Ma, per favore, non mi faccia più incontrare con quel buzzurro di Ingravallo!

Affettuosamente.

(Milaure Colasson)

*
Sulla pop-poesia 

«Il disallineamento frastico, il dislivello tra i singoli sintagmi, l’interruzione di ogni enunciato, è questo il lavoro nel quale sono personalmente impegnata.

Il significato deve essere bypassato, dribblato, eluso, solo così si può ottenere un significato ulteriore, citeriore, anteriore…

Aprire una parentesi all’interno di ogni enunciato, e un’altra parentesi fuori dall’enunciato, e così via…

Fare del terrorismo, terremotare ogni enunciato, dissestarlo, de-costruirlo, smobilitarlo.

Fare del terrorismo all’interno di ogni enunciato è un lavoro serissimo, che dovrebbe appartenere al bagaglio di ciascun poeta, perché oggi non si può adottare un significato così come ce lo consegna già confezionato il sistema delle emittenti linguistiche.»
*
[tutti i versi sulla “struttura dissipativa” della Colasson presenti nella Storia di una pallottola n. 11 sono scaturiti da queste riflessioni psico-artistico-estetiche di Giorgio Linguaglossa.]

(Marie Laure Colasson)

*

su “Marie Laure Colasson, Struttura dissipativa Z, acrilico, 55×35 cm., 2015”

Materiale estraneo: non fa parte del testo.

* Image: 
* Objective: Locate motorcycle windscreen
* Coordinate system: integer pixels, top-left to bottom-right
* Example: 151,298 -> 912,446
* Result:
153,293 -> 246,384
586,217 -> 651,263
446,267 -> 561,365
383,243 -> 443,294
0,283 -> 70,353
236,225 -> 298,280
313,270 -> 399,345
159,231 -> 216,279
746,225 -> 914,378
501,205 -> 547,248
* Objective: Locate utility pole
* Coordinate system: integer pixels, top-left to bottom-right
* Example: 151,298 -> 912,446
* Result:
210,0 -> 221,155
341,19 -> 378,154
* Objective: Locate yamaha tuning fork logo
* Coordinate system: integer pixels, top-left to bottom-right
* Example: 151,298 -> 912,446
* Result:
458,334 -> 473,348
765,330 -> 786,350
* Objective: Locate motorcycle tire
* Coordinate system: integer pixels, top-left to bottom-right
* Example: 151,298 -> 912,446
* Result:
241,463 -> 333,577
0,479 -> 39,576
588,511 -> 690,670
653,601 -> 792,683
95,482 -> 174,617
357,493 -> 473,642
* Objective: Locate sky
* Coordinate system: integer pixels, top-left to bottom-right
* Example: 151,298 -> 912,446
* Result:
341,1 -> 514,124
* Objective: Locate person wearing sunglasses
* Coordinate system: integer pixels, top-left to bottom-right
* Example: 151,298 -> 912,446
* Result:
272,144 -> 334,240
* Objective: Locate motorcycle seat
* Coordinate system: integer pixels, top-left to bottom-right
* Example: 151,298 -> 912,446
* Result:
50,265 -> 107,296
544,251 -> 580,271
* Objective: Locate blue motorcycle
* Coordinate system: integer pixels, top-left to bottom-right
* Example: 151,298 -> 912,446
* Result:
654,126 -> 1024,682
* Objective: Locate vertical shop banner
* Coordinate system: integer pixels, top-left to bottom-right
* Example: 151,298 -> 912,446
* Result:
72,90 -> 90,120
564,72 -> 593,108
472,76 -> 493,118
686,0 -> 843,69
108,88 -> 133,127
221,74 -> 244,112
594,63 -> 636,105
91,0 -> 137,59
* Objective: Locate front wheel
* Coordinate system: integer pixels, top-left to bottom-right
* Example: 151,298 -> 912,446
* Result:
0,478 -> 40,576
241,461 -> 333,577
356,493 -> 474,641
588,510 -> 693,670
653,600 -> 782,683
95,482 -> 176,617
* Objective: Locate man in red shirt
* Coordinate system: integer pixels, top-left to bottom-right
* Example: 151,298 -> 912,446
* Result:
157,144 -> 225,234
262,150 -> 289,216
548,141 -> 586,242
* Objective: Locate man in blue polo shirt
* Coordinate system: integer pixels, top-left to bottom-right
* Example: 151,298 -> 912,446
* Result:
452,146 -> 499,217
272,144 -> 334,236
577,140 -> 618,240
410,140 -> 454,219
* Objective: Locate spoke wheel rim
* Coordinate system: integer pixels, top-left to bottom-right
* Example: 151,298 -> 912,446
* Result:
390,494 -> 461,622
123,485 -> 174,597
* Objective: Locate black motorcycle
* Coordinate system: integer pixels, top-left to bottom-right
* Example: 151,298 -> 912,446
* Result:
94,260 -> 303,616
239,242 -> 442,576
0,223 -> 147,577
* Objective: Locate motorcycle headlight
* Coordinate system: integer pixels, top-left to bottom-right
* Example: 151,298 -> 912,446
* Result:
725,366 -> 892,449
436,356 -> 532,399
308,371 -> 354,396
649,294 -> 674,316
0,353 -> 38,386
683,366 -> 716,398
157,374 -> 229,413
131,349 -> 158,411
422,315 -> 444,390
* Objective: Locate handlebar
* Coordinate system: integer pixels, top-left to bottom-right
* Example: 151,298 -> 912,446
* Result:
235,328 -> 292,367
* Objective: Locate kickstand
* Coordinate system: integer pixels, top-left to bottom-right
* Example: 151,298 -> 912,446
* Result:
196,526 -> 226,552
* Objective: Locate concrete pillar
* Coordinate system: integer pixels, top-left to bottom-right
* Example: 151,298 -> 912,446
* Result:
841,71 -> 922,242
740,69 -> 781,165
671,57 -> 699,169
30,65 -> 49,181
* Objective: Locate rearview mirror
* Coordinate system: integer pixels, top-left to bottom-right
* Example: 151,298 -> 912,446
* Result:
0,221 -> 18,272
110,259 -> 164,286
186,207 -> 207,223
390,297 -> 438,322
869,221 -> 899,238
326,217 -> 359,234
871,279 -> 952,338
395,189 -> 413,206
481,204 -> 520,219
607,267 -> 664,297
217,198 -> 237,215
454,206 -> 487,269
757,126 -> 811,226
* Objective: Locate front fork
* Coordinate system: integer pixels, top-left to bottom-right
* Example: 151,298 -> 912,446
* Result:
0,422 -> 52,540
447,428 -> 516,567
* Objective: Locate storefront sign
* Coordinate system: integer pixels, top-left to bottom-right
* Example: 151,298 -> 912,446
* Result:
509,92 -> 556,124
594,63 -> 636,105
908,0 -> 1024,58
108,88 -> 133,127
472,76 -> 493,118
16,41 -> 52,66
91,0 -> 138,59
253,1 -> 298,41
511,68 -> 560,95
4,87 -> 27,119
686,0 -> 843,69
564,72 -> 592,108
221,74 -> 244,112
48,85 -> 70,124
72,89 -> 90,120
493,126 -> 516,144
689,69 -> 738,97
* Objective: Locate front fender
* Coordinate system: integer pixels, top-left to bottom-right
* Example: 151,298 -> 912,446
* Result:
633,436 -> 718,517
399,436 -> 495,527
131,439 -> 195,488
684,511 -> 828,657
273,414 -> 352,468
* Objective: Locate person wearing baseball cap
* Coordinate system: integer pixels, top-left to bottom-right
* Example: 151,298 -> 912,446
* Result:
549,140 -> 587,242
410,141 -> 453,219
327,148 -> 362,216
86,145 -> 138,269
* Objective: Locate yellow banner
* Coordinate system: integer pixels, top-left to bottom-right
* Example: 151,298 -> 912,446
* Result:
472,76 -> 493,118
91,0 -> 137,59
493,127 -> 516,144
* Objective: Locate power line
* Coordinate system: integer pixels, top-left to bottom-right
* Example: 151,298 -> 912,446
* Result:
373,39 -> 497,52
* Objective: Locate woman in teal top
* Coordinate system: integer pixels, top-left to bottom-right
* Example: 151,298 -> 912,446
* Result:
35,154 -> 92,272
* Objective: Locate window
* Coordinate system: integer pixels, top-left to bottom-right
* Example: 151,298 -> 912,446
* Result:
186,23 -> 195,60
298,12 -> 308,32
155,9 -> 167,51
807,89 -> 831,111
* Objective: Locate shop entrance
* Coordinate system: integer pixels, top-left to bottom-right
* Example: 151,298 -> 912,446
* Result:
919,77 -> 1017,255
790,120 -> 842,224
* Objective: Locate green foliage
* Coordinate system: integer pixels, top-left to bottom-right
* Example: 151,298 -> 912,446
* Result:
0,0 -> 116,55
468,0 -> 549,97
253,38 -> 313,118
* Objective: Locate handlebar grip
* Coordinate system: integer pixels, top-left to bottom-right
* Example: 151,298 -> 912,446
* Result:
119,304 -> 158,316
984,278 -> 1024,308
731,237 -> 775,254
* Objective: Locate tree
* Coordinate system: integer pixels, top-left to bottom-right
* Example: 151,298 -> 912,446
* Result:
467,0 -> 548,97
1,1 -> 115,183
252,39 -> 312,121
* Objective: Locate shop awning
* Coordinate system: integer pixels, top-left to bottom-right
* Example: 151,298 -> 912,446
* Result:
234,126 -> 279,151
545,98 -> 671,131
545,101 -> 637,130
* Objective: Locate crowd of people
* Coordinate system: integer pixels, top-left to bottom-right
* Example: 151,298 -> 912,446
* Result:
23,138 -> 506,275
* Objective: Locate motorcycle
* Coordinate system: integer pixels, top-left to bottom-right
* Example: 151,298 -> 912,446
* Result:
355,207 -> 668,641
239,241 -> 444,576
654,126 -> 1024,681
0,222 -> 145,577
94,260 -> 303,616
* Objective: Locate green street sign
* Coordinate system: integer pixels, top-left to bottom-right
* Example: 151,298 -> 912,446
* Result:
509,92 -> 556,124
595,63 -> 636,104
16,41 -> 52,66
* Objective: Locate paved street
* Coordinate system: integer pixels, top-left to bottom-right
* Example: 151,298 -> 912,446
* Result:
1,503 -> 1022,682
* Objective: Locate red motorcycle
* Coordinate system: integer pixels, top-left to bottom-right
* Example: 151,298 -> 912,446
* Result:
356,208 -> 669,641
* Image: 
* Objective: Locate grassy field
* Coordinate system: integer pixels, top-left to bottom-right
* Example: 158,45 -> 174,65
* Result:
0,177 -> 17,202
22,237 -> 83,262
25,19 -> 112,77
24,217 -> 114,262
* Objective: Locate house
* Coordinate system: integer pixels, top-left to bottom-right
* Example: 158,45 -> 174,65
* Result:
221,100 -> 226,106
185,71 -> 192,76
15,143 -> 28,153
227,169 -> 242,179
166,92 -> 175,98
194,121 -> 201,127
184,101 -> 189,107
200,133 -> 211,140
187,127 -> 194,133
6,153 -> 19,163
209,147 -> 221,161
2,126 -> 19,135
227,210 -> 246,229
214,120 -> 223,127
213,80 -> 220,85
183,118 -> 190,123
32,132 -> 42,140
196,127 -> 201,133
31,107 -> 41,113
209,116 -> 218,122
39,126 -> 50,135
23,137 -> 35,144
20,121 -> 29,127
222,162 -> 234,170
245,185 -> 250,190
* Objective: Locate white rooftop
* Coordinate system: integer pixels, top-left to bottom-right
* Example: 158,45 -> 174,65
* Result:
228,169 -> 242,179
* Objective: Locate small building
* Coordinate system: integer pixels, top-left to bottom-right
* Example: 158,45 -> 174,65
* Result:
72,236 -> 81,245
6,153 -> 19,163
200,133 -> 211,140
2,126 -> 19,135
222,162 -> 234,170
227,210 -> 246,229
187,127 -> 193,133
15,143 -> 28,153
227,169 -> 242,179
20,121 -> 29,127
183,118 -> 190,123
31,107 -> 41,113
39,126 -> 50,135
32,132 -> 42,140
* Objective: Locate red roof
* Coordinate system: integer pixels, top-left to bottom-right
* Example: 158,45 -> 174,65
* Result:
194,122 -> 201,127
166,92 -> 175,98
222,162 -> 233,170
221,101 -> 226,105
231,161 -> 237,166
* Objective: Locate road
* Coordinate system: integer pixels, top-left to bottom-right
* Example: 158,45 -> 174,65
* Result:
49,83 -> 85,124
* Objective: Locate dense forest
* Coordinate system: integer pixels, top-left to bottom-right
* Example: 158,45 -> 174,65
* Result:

“[…] Tutto ciò il quadro lo raffigura in modo traslato e intersemico e lo convoca in una struttura auto sufficiente e auto immune, erige la propria struttura difensiva e ostensiva perfettamente in grado di rendersi indifferente ed estranea alla prassi, perché la felicità non è nella prassi ma al di là della prassi, al di là della storia. La sola felicità compossibile è quella che è contenuta nella prassi di una struttura dissipativa come atto di negazione del tutto.

Scrive Adorno nella Teoria estetica: «la forza della negatività nell’opera d’arte dà la misura dell’abisso fra prassi e felicità».